Die Hitze nimmt zu, Wälder brennen, Überschwemmungen häufen sich und jedes Jahr sind mehr Arten durch den menschengemachten Klimawandel bedroht. Zugleich bilden sich vor Küsten im Pazifischen Ozean felsenartige Gebilde, die gleichermaßen aus Mineralien und Kunststoff bestehen. Radioaktiver Staub, der auf Bombentests der 1940er Jahre zurückgeht, lässt sich in der Biosphäre des gesamten Planeten nachweisen, während künstliche Intelligenz und die zunehmende Medialisierung unserer Lebenswelt das Verständnis von Wirklichkeit grundlegend verändern. Was wie Szenarien aus dystopischen Romanen oder Science-Fiction klingt, findet sich heute in der täglichen Berichterstattung ebenso wie in der (natur-)wissenschaftlichen Auseinandersetzung mit unserer unmittelbaren Gegenwart. Wir leben mitten im Anthropozän.
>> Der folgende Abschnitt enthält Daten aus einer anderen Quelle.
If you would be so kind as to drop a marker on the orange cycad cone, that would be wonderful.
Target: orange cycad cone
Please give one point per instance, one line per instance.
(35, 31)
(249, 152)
Kein anderer Begriff hat den wissenschaftlichen Diskurs der letzten Jahrzehnte derart geprägt. Die Idee eines neuen geologischen Zeitalters, in dem die Menschheit zu einer geophysiologischen Größe geworden ist, die tiefgehende und langfristige Veränderungen an unserem Planeten verantwortet, schlägt nicht nur in der Geologie und Klimatologie hohe Wellen. Auch Grundannahmen der Kultur- und Geisteswissenschaften stehen zur Disposition und mit ihnen auch die Grenzen zwischen den Disziplinen. Mit der Entdeckung der ‚Handlungsmacht‘ der Welt (Latour), die ihren (ästhetischen) Status als ‚stumme Natur‘ verloren hat, ist auch ein neues Denken gefordert: weg von anthropozentrischen Maßstäben hin zu Denkweisen des Planetaren und Tentakulären (Haraway) oder zur Annahme grundsätzlich verwobener Materie (Barad, Bennett), sei diese nun menschlich, tierisch, viral oder technologisch.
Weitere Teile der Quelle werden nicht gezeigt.